We stopped in Montevideo, Uruguay, and Al went alone on a day trip out to Colonia del Sacramento.  I had gotten a pretty bad cold so didn’t go along.  It’s a resort popular with Uruguayans and Argentinians both, and is the original Spanish colony in Uruguay.  It’s about a 2 ½ hour drive from Montevideo through rich farmland but located on the River Plate, an almost 180 mile wide river, a picturesque and laid-back place where people like to get away from the hectic and crowded life in the cities.  It has both modern and historical sections.  There was a walking tour and lunch in the older section with many colorful Spanish-style structures, including a city wall and gate.  The streets are lined with large sycamores that arch over the streets, something we saw in Montevideo as well.

Arrived in Buenos Aires and took a look around the city for a while, taking in some beautiful residential neighborhoods and the main square, Plaza de Mayo, with the colonial Presidential Office and the large basilica where Pope Francis presided when he was there.  It’s really a very beautiful church, and there was a ceremony of some kind going on with a number of celebrants and a large group in matching T-shirts.  We drove along very wide boulevards lined with tall sycamore trees and lots of European-looking buildings.  Very cosmopolitan feeling here.  We visited a cemetery, of all things, because it was all above-ground mausoleums lining numerous narrow streets, very elaborate with statues and carvings and altars inside.  The graves are all family ‘plots’ and the bodies can be 7 – 10 deep!  It was kind of like a city of the dead.  Eva Peron is buried there in a mausoleum that’s owned by some family (Duarte) not her own.  Later we stopped at the La Boca neighborhood where all the buildings are rainbow-colored tin with carved mannequins looking down from balconies.  The streets are full of shops and restaurants and there are lots of couples giving tango demonstrations in the fronts of cafes.  Very colorful place – they said it’s the most popular area of the city.  Lots of parillas where they are cooking beef, pork, chicken, sausages, and vegetables which are popular here.  Returning to the ship we passed a lot of long old red brick buildings which were former warehouses for the docks but are now very expensive restaurants and offices.  It’s a very lively, modern city with near-frantic activity all the time, according to our guide. 

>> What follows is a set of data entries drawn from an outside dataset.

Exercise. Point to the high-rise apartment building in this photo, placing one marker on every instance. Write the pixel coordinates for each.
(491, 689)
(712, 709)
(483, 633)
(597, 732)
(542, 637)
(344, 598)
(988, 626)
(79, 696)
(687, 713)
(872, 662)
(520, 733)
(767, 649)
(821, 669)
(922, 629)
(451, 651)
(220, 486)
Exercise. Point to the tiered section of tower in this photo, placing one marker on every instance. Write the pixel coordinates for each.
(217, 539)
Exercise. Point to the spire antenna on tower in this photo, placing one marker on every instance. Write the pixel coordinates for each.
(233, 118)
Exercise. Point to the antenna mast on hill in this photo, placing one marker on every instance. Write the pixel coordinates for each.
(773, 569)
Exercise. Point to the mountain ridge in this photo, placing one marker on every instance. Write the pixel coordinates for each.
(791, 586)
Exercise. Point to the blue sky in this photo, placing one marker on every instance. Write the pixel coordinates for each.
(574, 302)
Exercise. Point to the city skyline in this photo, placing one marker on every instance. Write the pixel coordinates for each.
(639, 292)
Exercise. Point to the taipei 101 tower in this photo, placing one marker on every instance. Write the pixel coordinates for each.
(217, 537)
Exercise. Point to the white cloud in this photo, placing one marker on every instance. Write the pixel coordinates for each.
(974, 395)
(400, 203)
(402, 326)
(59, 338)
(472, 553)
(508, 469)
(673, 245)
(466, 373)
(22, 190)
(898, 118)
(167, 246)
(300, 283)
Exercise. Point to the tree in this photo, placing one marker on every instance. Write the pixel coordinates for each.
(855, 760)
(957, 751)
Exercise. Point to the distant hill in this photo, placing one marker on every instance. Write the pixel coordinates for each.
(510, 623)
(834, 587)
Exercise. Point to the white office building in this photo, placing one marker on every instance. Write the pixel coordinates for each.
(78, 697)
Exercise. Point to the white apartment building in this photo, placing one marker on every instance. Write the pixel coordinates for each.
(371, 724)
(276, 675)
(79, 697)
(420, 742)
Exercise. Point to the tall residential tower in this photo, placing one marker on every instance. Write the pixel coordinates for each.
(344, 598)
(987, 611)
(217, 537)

We left the next day to fly to Iguazu Falls for a couple of days.  The ship stays in Buenos Aires for both the days we’re gone, so we just re-join the ship there.  Everything went perfectly, and right after lunch we were already walking the boardwalks above the falls.  Oh, my gosh, these are unbelievably beautiful!  Higher and twice as long (1.7 miles) as Niagara, they form a rough horseshoe shape and straddle the Brazil/Argentina border.  We were on the Argentine side.  We had amazing close-up views, looking out from just above the waters on this walk.  It felt like Shangri-La or Eden or something.  They’re so long and there’s so much water, but the green of the jungle vegetation punctuates the white crashing waters here and there all across the span, so there’s great contrast.   We had blue skies for most of the time so it was simply a breathtaking sight.  Later, we walked the lower boardwalk which gave us a different perspective, and then at the river level below the falls, we got on zodiacs to travel up close to the base of the falls.  And then under the falls!  We were completely drenched!  Of course this is on purpose and we knew it was coming, but they actually take you into the water crashing down.  Most people wore swimsuits.  It was amazing. 

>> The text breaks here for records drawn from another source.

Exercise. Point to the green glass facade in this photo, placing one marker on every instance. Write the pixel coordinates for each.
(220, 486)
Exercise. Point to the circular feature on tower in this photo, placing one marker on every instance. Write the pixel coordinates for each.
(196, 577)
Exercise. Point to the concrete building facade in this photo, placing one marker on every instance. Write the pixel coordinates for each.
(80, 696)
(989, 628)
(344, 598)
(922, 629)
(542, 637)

After this we went to our hotel, Loi Suites, which is an eco hotel in the jungle, the buildings connected by swinging bridges.  There are 3 very large infinity-edge pools which look like the water is falling off into the jungle.  It was really lovely.  The next morning we took a train out to see the Brazilian side up close.  The largest section of the falls are on that side, called Devil’s Throat, and we could see the spray from far off while we were walking the boardwalk to get there.  On the way, we kept crossing huge expanses of the Iguazu River, divided by lots of islands.  The Devil’s Throat is gorgeous and massive and the water just surges down – vast amounts, thundering and pounding.  There’s so much spray we were pretty wet again, but SO beautiful!!!  This trip is right up there at the very top of all the things we’ve ever done and seen.  And once again, we were incredibly lucky with the weather, since the forecast was 100% chance of rain while we were there.  Wow, you’ve got to go!

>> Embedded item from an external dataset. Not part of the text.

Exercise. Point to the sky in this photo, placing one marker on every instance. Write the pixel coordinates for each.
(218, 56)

We had to bid farewell to the Theisses and the Glasses here since their cruise ended and they were returning home after Iguazu Falls.  It was so fun to have them on board for the last 3 weeks!

1 comment:

  1. I am loving traveling along with you; based on your reports, I think Patagonia is on my short list. Hope your cold is long gone and you are enjoying the next part of your adventure. It's been unnaturally cold here and Spurs are in 7th place, so you're not missing much. Love to Al.